Вионор Меретуков - Меловой крест
— Старик совсем рехнулся… — подал голос Виталик. — Подручные папахена уже принялись сооружать эшафот. Прямо в гостиной! Бак сказал папахену, что лично будет присутствовать на процедуре казни, потому что хочет посмотреть, как отец будет руководить всем эти делом и многому ли тот у него научился. Папахену так понравилось, что Бак будет лично присутствовать, что он тут же распорядился начать сооружение эшафота. Он Бака очень уважает…
— М-да, вам крупно не повезло. Думаю, что ваш папаша уже давно не в себе и ему не мешало бы обратиться хотя бы к психоаналитику.
— Был тут у нас один психоаналитик… — криво усмехнулась Марго.
— Представляю себе его конец…
— Да, он продержался минут пять. Когда он начал воздействовать на отца с помощью молоточка, которым поочередно принялся колотить его то по правой, то по левой коленной чашечке, в ход пошли папины пистолетики. Только мы этого психоаналитика и видели…
— Неужели он прикончил бедолагу?..
— Нет, а стоило бы… Разве можно было вообще дотрагиваться до отца?! Этот психоаналитик просто болван! Надо было бы ему догадаться, что человека нельзя просто так колошматить молотком по коленям! Папаша страшно рассвирепел. Он был просто вне себя! И как только он потянулся за своими пистолетиками, психоаналитик бежал через окно, разбив своей лысой головой бронированное стекло… Отец уже предъявил счет фирме, которая устанавливала эти стекла…

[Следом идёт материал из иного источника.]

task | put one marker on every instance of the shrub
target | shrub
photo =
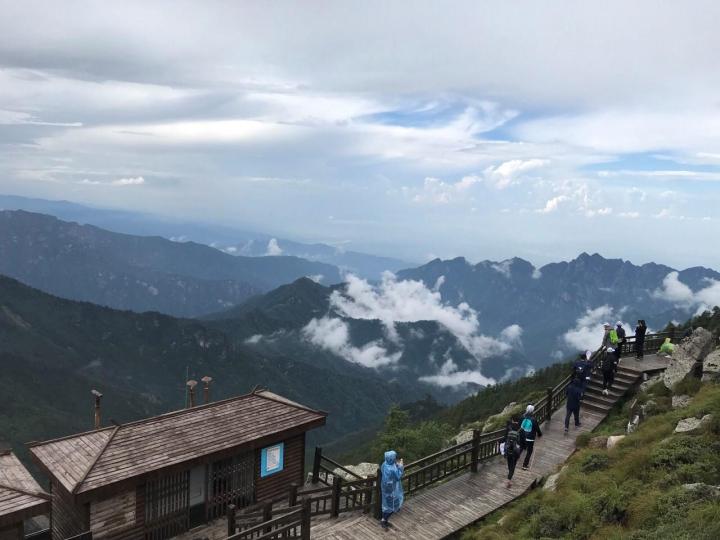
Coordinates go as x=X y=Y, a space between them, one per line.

— Я думаю, вашему отцу поможет только клиника имени Сербского. Там владеют технологиями вправления мозгов. И, причем, не только здоровым, но и больным пациентам. За долгие годы там наработали такие приемчики, что о-го-го! — враз вылечат…
— Я хотела просить вас…
— Нет, нет и еще раз нет! И не просите. Я не психоаналитик…

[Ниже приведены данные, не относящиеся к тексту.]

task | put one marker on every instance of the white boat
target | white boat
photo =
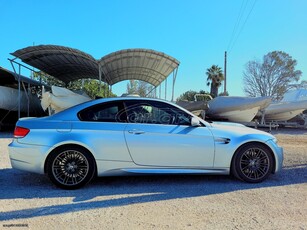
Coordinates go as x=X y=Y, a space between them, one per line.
x=195 y=107
x=293 y=104
x=61 y=98
x=236 y=109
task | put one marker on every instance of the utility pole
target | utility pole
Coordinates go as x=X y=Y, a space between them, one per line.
x=225 y=66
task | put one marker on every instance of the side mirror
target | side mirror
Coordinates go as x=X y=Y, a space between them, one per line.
x=195 y=122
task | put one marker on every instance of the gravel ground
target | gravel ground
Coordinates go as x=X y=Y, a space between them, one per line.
x=165 y=202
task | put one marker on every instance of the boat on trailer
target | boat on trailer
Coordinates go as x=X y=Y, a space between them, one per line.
x=236 y=109
x=61 y=98
x=12 y=99
x=293 y=104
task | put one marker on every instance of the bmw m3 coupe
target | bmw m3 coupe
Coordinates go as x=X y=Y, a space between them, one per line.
x=122 y=136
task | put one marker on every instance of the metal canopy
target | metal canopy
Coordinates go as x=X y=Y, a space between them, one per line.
x=63 y=63
x=67 y=64
x=9 y=77
x=137 y=64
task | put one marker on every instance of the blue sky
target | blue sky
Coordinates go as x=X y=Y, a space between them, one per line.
x=196 y=32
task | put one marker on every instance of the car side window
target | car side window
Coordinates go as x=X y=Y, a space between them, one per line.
x=153 y=112
x=105 y=112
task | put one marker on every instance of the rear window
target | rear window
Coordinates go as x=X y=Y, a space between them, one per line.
x=106 y=112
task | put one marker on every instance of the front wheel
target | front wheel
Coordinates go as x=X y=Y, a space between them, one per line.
x=252 y=163
x=71 y=167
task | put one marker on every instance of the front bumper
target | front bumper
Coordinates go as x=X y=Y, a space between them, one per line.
x=29 y=158
x=278 y=154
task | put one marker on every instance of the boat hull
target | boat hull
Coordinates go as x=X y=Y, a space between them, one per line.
x=61 y=99
x=236 y=109
x=244 y=115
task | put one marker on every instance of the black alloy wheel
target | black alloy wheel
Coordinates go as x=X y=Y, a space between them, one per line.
x=252 y=163
x=71 y=167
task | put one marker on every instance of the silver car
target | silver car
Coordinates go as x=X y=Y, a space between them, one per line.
x=120 y=136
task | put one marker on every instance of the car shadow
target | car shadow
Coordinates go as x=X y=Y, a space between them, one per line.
x=122 y=191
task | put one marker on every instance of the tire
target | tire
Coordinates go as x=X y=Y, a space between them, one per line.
x=70 y=167
x=252 y=163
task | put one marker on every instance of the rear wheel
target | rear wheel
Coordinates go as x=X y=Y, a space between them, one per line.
x=71 y=167
x=252 y=163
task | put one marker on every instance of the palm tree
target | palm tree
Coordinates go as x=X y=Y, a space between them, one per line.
x=214 y=79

— Но вы же можете, используя ваш выдающийся талант, — вкрадчиво сказал Виталик, сумев неожиданно для меня сложить достаточно длинную фразу, — так сказать, сглазить…
— Так сказать, сглазить… Что я вам лесная колдунья, что ли?! Начитаются, понимаешь, всяких эзотерических книжечек… Я вам вот что скажу… Бежать вам надо, бежать!
— Сергей Андреевич, ну, пожалуйста, — умоляющим голосом воскликнула Марго, — что вам стоит? Хотите, я перед вами на колени встану?
— Не хочу.
— Я все готов отдать… — страстно прошептал Виталик ярко-красными губами.
Что ты можешь отдать, ничтожество! — подумал я…
— Прочтите хотя бы письмо, — упавшим голосом произнесла Марго.
— Будь по-вашему…
К этому моменту мое терпение лопнуло. Я взял конверт в руки. Холодно глядя в глаза Марго, я неторопливо разорвал его на множество мелких клочков и бросил все это в пепельницу. Затем поднес к ней зажигалку…
Марго и ее телохранитель, как завороженные, следили за моими действиями.
— Вопросы, поданные в письменном виде, — сказал я, когда костерок погас, — рассматриваться не будут. Впрочем, и в устном — также…
В моих руках гости увидели бейсбольную биту.
Я уже знал, как надо разговаривать с этой публикой.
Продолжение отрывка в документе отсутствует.